Sec. Chu’s weak oversight of DOE’s loan guarantee program (LGP) resulted in huge losses to taxpayers when solar panel manufacturer Solyndra, the recipient of a $535 million loan guarantee, filed for bankruptcy in September, 2011.  Solyndra was granted the $535 million loan through a green energy technology section of the LGP, which received a massive increase in funding on the 2009 stimulus package.  The LGP program itself has been the subject of three Government Accountability Office (GAO) reports since its inception, all detailing its management weaknesses, arbitrary selection process, and vulnerabilities to manipulation and politicization.

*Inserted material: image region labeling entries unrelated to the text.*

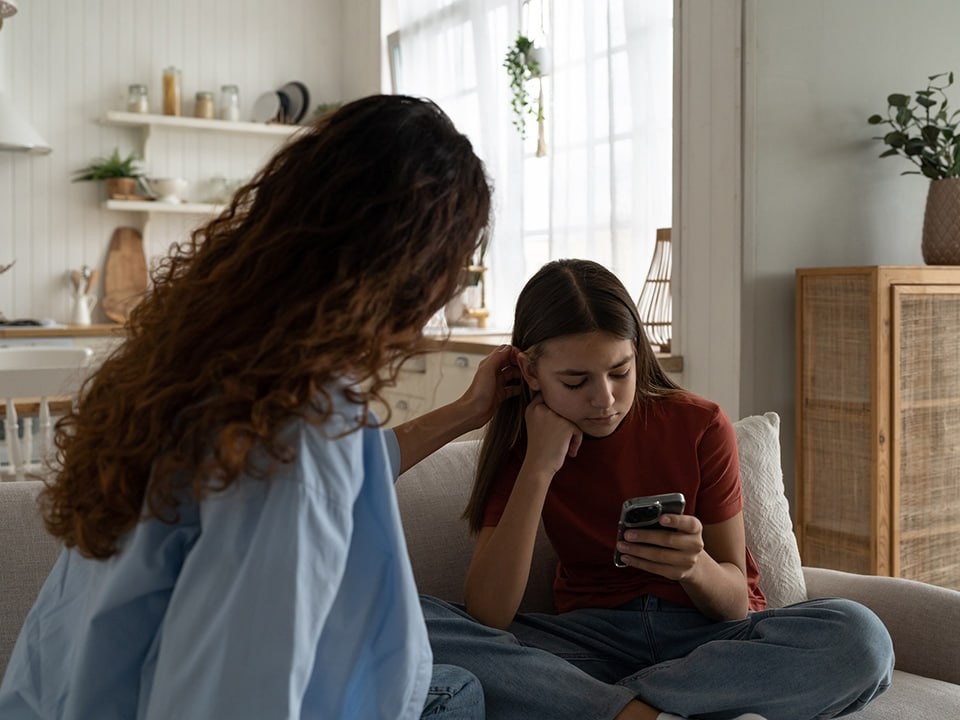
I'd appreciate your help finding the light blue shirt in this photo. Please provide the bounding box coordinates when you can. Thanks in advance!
[0,399,432,720]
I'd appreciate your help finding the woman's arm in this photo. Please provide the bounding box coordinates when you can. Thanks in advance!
[394,345,520,473]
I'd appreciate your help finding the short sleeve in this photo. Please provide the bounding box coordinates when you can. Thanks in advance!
[697,407,743,525]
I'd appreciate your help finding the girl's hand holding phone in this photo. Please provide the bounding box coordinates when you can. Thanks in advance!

To make matters worse, the Department of Labor (DOL) announced that Solyndra’s former employees qualify for federal aid packages worth $13,000 each under DOL’s Trade Adjustment Assistance (TAA) program, which compensates and retrains American workers who can prove that their jobs were lost as a result of foreign competition.  The TAA benefits far exceed normal unemployment benefits.  The DOL granted TAA to Solyndra’s employees by accepting the company’s claim that it went belly up as a result of unfair competition by Chinese solar panel manufacturers, rather than from mismanagement by company executives.

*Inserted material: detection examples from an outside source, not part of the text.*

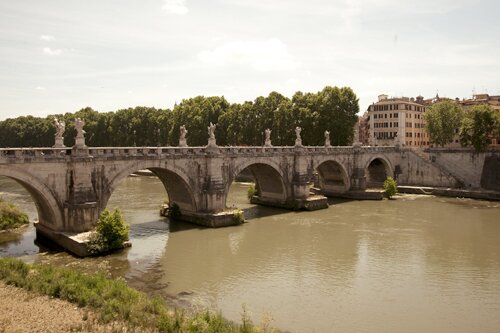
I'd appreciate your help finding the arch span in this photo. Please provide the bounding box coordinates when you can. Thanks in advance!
[316,160,351,195]
[365,156,394,187]
[0,166,64,230]
[105,162,198,212]
[226,161,288,203]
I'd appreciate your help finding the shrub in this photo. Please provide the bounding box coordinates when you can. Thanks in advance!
[87,208,129,255]
[233,209,245,224]
[247,184,257,200]
[0,198,29,230]
[168,202,181,220]
[384,176,398,199]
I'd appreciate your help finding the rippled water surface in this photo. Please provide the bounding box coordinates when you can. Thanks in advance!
[0,177,500,332]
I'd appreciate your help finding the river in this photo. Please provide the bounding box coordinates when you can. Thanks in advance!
[0,177,500,332]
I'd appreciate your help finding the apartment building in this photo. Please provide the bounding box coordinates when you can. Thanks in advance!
[360,94,429,147]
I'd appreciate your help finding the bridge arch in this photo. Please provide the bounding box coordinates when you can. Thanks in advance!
[0,166,64,230]
[226,159,289,203]
[364,155,394,187]
[313,158,351,195]
[105,161,198,212]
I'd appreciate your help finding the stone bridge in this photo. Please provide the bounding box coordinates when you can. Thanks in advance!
[0,142,468,233]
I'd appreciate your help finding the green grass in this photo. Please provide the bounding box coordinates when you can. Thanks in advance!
[0,198,29,230]
[0,258,275,333]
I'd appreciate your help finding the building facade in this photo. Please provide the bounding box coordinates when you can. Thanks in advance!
[360,94,429,147]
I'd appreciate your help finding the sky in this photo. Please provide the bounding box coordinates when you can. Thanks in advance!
[0,0,500,120]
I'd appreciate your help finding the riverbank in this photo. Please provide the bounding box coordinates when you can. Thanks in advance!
[0,281,141,332]
[0,258,274,333]
[398,185,500,201]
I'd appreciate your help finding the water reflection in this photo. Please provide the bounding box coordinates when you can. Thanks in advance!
[0,177,500,332]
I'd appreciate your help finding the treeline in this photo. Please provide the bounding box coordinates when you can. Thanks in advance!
[0,86,359,147]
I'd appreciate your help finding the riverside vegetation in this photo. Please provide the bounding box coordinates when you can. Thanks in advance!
[0,86,359,147]
[0,258,275,333]
[0,198,29,230]
[87,208,129,255]
[384,176,398,199]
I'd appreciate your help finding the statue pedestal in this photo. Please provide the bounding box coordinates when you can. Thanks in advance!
[207,138,217,148]
[52,137,66,148]
[75,136,87,148]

Unfortunately, Solyndra was not Sec. Chu’s and DOE’s only ill-fated LGP recipient.  Beacon Power and Evergreen, Inc., both of Massachusetts, along with Ener1 of Delaware and SpectraWatt of Oregon, have filed for bankruptcy after receiving DOE loan guarantees.  In addition, Fisker Automotive, which was awarded a $529 million loan guarantee, announced layoffs at its Delaware plant after the government halted payments due to “delays” in its production schedule.  A July, 2010 GAO report concluded that the LGP lacked clear goals and failed to hold all applicants to the same standards.  GAO said that the LGP “has treated applicants inconsistently, favoring some and disadvantaging others,” and that “some applicants … receive conditional commitments before incurring expenses that other applicants had to pay.  It is unclear how DOE could have sufficient information to negotiate conditional commitments without such reviews.”

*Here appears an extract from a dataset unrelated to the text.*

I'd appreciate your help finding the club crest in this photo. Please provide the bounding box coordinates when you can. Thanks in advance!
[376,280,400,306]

“Sec. Chu dismissed numerous warning signs that the LGP was a ticking time bomb,” said CAGW President Tom Schatz.  “The dramatic program expansion in 2009 and the continued funneling of taxpayer dollars toward poor investments reeks of poor management and crony capitalism, since Solyndra’s major investors were among the President’s largest campaign donors.  If this is the Obama administration’s idea of how America can ‘invest’ in its economic recovery, taxpayers would much rather keep the money and do it themselves.”

For acting as if winning a Nobel Prize in physics also magically confers the title of venture capitalist, and for frittering away taxpayers’ hard-earned money, DOE Sec. Steven Chu is CAGW’s 2011 Porker of the Year.

Citizens Against Government Waste is the nation’s largest nonpartisan, nonprofit organization dedicated to eliminating waste, fraud, abuse, and mismanagement in government.  Porker of the Year is a dubious honor given to a lawmaker, government official, or political candidate who has shown the most blatant disregard for the interests of taxpayers throughout the year.